Mereka berjalan lagi, lalu keringat kembali mengering saat berjalan di bawah pohon-pohon lebat di atas bukit. Maghrib telah mengantar mereka mengucap syukur atas pohon yang masih terjaga. Ada gercikan air sungai berbatu yang dilalui manambah syahdunya maghrib saat itu. Ada pohon rambutan, sirsak dan mangga di sana. Kesemuanya sepertinya tidak bertuan, tumbuh karena proses alami. Ketiganya memang bisa tumbuh bila ketersediaan air yang memadai.

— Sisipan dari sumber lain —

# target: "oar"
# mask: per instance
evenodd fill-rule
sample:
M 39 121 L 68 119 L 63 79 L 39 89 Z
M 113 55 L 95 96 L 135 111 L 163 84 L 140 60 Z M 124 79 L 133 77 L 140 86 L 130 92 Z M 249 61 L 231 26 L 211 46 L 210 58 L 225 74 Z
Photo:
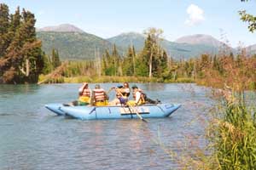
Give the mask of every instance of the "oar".
M 112 88 L 111 88 L 111 89 L 112 89 Z M 119 90 L 118 90 L 117 93 L 119 94 L 124 98 L 124 95 L 122 94 L 122 93 L 121 93 Z M 131 106 L 131 105 L 127 105 L 127 106 L 128 106 L 128 108 L 129 108 L 129 110 L 130 110 L 131 114 L 131 109 L 132 110 L 135 111 L 135 113 L 137 114 L 137 116 L 142 121 L 143 121 L 143 122 L 148 122 L 147 120 L 145 120 L 145 119 L 138 113 L 138 111 L 137 111 L 137 109 L 132 108 L 132 106 Z
M 131 105 L 128 105 L 128 107 L 130 108 L 130 111 L 131 111 L 131 110 L 135 111 L 135 113 L 137 114 L 137 116 L 142 121 L 143 121 L 143 122 L 148 122 L 146 119 L 144 119 L 144 118 L 139 114 L 139 112 L 137 111 L 137 110 L 136 108 L 134 108 L 134 107 L 132 108 Z

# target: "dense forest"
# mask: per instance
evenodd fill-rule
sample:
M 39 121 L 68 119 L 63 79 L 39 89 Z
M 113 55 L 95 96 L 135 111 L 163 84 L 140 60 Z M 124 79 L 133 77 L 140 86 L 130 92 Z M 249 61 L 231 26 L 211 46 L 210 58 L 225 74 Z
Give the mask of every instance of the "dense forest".
M 3 83 L 37 82 L 44 69 L 41 42 L 36 38 L 35 17 L 18 7 L 9 14 L 0 4 L 0 82 Z

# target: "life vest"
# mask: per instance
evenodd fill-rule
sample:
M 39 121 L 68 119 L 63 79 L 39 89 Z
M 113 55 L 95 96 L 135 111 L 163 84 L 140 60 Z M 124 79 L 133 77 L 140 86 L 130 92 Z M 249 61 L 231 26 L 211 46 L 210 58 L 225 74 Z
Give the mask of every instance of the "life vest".
M 90 89 L 88 88 L 84 88 L 82 95 L 81 96 L 87 96 L 87 97 L 90 97 Z
M 105 91 L 102 88 L 94 89 L 93 92 L 96 102 L 106 100 Z
M 128 92 L 124 92 L 124 91 L 123 91 L 121 94 L 122 94 L 122 95 L 123 95 L 124 97 L 128 98 L 128 97 L 130 96 L 130 89 L 129 89 L 129 93 L 128 93 Z
M 146 98 L 147 98 L 146 94 L 144 94 L 144 93 L 143 92 L 143 90 L 140 89 L 140 88 L 138 88 L 138 92 L 141 94 L 141 95 L 140 95 L 140 99 L 139 99 L 139 101 L 138 101 L 138 105 L 145 104 L 145 99 L 146 99 Z M 132 93 L 132 96 L 133 96 L 134 100 L 136 100 L 136 93 L 133 92 L 133 93 Z

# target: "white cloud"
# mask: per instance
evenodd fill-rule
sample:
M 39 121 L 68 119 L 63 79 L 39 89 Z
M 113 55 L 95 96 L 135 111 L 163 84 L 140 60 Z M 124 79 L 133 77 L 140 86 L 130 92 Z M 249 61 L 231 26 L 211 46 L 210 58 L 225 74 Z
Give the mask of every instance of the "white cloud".
M 187 13 L 189 15 L 185 21 L 185 25 L 192 26 L 201 23 L 205 20 L 204 11 L 197 5 L 190 4 L 187 8 Z

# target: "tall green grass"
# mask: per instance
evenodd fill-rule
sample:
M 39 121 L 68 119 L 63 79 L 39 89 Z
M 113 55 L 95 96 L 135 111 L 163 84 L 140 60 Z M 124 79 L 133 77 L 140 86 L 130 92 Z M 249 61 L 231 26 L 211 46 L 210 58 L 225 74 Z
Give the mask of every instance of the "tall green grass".
M 255 110 L 231 97 L 222 104 L 208 133 L 215 168 L 256 169 Z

“Sappo, coba kita fikirkan keberadaan satu pohon rambutan ini. Tiap-tiap pohon buahnya berlainan menurut jenisnya, ada yang manis dan ada yang tidak manis. Ada yang berkulit merah, ada yang berkulit kuning. Padahal semuanya memperoleh air yang sama dan tumbuh di atas tanah yang sama. Kenapa coba?” Ade memancing teman-temannya untuk berfikir.
“Ahh ada-ada saja kamu De, kamu tidak baca itu, orang ngos-ngosan dilarang berfikir, melainkan melangkah saja, hehe“ Ponggawa menghela sambil mengambil satu buah rambutan.

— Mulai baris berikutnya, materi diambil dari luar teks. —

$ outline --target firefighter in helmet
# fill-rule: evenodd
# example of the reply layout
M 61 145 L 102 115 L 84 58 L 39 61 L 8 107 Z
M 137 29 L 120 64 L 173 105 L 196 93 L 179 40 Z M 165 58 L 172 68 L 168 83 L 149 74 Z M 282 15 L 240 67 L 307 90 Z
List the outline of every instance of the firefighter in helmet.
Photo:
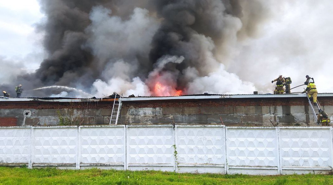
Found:
M 312 99 L 313 104 L 316 105 L 317 94 L 318 93 L 318 92 L 317 91 L 317 88 L 313 82 L 313 80 L 312 79 L 309 80 L 309 83 L 308 84 L 306 88 L 302 93 L 305 93 L 306 92 L 308 92 L 308 97 L 310 100 Z
M 23 92 L 22 84 L 20 84 L 18 86 L 15 87 L 15 92 L 16 93 L 16 98 L 21 97 L 21 93 Z
M 328 118 L 328 115 L 324 111 L 321 109 L 319 110 L 319 114 L 317 116 L 317 123 L 321 123 L 322 126 L 329 126 L 328 123 L 331 120 Z
M 3 93 L 3 96 L 4 96 L 5 97 L 7 97 L 9 98 L 9 96 L 10 96 L 10 94 L 8 94 L 8 93 L 6 92 L 6 91 L 2 91 L 2 93 Z
M 276 90 L 278 94 L 283 94 L 283 85 L 286 83 L 286 81 L 282 77 L 282 75 L 280 75 L 279 77 L 274 80 L 272 80 L 272 83 L 273 83 L 275 81 L 276 81 Z

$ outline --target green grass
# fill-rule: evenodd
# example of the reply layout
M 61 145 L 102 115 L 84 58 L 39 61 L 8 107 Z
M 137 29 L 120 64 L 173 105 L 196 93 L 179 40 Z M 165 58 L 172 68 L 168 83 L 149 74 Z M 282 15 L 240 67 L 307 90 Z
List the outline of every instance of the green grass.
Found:
M 0 167 L 1 184 L 333 184 L 330 175 L 253 176 Z

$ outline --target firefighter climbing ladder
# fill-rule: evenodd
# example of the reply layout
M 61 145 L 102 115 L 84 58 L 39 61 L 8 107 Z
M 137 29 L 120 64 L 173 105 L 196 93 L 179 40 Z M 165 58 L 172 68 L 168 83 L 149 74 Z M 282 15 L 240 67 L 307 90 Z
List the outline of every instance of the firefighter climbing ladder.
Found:
M 114 94 L 115 95 L 115 100 L 113 101 L 113 107 L 112 107 L 112 112 L 111 113 L 109 125 L 111 125 L 111 122 L 112 121 L 115 121 L 115 125 L 117 124 L 118 123 L 118 118 L 120 113 L 119 112 L 120 110 L 122 96 L 115 92 L 114 93 Z
M 313 119 L 318 125 L 320 125 L 320 124 L 318 123 L 318 119 L 317 117 L 318 114 L 319 114 L 319 110 L 321 109 L 321 108 L 320 107 L 320 105 L 319 104 L 319 102 L 317 99 L 317 105 L 314 105 L 311 102 L 311 101 L 310 101 L 310 98 L 309 98 L 309 97 L 307 96 L 307 93 L 306 94 L 306 97 L 308 98 L 308 100 L 309 101 L 309 105 L 311 107 L 311 110 L 312 110 L 312 114 L 313 115 Z M 316 107 L 314 108 L 314 106 L 315 106 Z M 318 113 L 316 113 L 316 111 L 318 112 Z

“Bilang saja kamu malas berfikir Ponggawa, hahaha” Mario mencandai temannya itu, dia tahu temannya itu memang bukan tipe pemikir melainkan pekerja.

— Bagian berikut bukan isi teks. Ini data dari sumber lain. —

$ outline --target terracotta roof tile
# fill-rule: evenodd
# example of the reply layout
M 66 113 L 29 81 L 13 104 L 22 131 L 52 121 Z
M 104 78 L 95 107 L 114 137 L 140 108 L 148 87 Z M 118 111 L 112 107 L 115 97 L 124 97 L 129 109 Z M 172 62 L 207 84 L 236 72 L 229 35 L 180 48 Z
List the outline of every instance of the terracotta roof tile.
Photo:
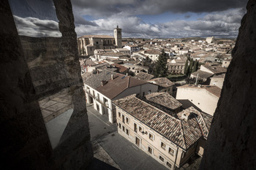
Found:
M 184 150 L 188 149 L 202 136 L 205 124 L 198 123 L 200 112 L 193 107 L 184 110 L 189 113 L 187 120 L 176 118 L 136 97 L 129 96 L 113 101 L 113 104 L 131 115 L 148 127 Z M 180 112 L 181 117 L 182 112 Z
M 141 80 L 147 81 L 147 80 L 152 79 L 154 77 L 154 75 L 149 74 L 148 73 L 140 72 L 140 73 L 138 74 L 137 75 L 135 75 L 134 77 L 136 79 Z
M 170 80 L 169 80 L 166 77 L 151 79 L 151 80 L 148 80 L 148 82 L 152 82 L 153 84 L 156 84 L 156 85 L 161 86 L 164 88 L 168 88 L 168 87 L 174 85 L 174 82 L 172 82 Z
M 167 92 L 152 93 L 145 96 L 148 101 L 153 101 L 170 109 L 176 109 L 181 107 L 182 104 L 175 99 L 170 94 Z
M 200 86 L 200 87 L 199 87 Z M 211 93 L 217 97 L 220 97 L 222 89 L 216 85 L 184 85 L 177 87 L 178 88 L 197 88 L 201 90 L 206 90 Z

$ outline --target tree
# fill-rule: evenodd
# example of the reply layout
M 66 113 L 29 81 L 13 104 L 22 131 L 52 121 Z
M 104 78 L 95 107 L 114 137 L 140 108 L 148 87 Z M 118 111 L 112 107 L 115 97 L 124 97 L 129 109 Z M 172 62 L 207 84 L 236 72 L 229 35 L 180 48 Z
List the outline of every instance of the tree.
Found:
M 190 59 L 189 74 L 190 74 L 193 69 L 194 61 L 192 58 Z
M 192 69 L 192 73 L 197 70 L 197 65 L 198 65 L 197 64 L 197 61 L 195 60 L 195 62 L 194 62 L 194 64 L 193 64 L 193 69 Z
M 184 67 L 184 74 L 186 75 L 188 74 L 188 68 L 189 68 L 189 58 L 187 58 L 187 60 L 186 61 L 185 67 Z
M 157 77 L 166 77 L 167 74 L 167 68 L 166 66 L 167 58 L 165 56 L 165 50 L 162 50 L 162 53 L 158 58 L 155 67 L 154 69 L 154 75 Z

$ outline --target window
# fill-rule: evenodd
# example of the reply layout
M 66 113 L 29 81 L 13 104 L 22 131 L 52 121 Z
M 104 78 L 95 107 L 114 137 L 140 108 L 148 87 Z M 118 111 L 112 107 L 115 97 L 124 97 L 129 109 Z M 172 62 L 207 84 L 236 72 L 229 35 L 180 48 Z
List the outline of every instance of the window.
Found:
M 174 155 L 174 150 L 173 150 L 172 148 L 169 147 L 169 151 L 168 151 L 168 152 L 169 152 L 172 156 L 173 156 L 173 155 Z
M 137 144 L 137 146 L 140 147 L 140 139 L 138 139 L 138 137 L 135 137 L 135 144 Z
M 148 152 L 150 152 L 151 154 L 152 154 L 152 148 L 151 148 L 150 147 L 148 147 Z
M 135 131 L 137 133 L 137 124 L 135 123 L 134 125 L 135 125 Z
M 124 123 L 124 115 L 121 115 L 121 117 L 122 117 L 122 121 L 123 123 Z
M 124 131 L 124 125 L 122 125 L 123 126 L 123 131 Z
M 170 164 L 170 163 L 167 162 L 167 163 L 166 163 L 166 165 L 167 165 L 167 166 L 169 166 L 170 169 L 172 168 L 172 164 Z
M 126 120 L 127 120 L 127 123 L 128 123 L 128 124 L 129 124 L 129 118 L 128 118 L 128 117 L 127 117 L 127 118 L 126 118 Z
M 165 150 L 166 144 L 161 142 L 161 147 Z
M 140 132 L 143 131 L 142 128 L 140 126 L 139 126 L 139 131 L 140 131 Z
M 164 158 L 162 158 L 162 156 L 159 156 L 159 160 L 161 160 L 162 161 L 165 161 Z
M 153 141 L 153 139 L 154 139 L 154 136 L 153 136 L 153 135 L 152 135 L 152 134 L 149 134 L 148 137 L 149 137 L 149 139 L 151 139 L 151 140 L 152 140 L 152 141 Z

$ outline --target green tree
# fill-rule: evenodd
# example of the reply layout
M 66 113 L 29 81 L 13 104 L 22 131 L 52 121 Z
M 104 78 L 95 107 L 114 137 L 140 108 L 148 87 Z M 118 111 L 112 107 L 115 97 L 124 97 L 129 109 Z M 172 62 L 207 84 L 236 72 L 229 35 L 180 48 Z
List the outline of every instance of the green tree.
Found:
M 167 68 L 166 66 L 167 58 L 165 56 L 165 50 L 158 58 L 154 69 L 154 75 L 157 77 L 163 77 L 167 75 Z
M 195 60 L 195 62 L 194 62 L 194 64 L 193 64 L 193 69 L 192 69 L 192 73 L 196 72 L 197 69 L 197 61 Z
M 189 58 L 187 58 L 187 61 L 186 61 L 186 63 L 185 63 L 185 67 L 184 67 L 184 74 L 186 75 L 188 74 L 188 68 L 189 68 Z
M 190 74 L 192 72 L 193 69 L 193 65 L 194 65 L 194 61 L 193 59 L 190 59 L 190 63 L 189 63 L 189 74 Z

“Karena perbedaan jenis terkandung di dalam inti sel biji-biji rambutan itu” Jannah spontan menjawab.
Ade mengangguk membenarkan jawaban temannya itu, dia memang mengakui Jannah sejak di sekolah.
“Andai kamu salah pun saya benarkan, bagiku kamu selalu tepat, tepat berada di hatiku, as always, Jan!” gumam Ade yang diam-diam mencintai Jannah.
“Air ini mengalir kemana coba? Sifat air selalu mengalir ke tempat landai, kemungkinan ini menuju air terjun, berarti kita sudah dekat dong yaa” Jannah mencoba menganalisa.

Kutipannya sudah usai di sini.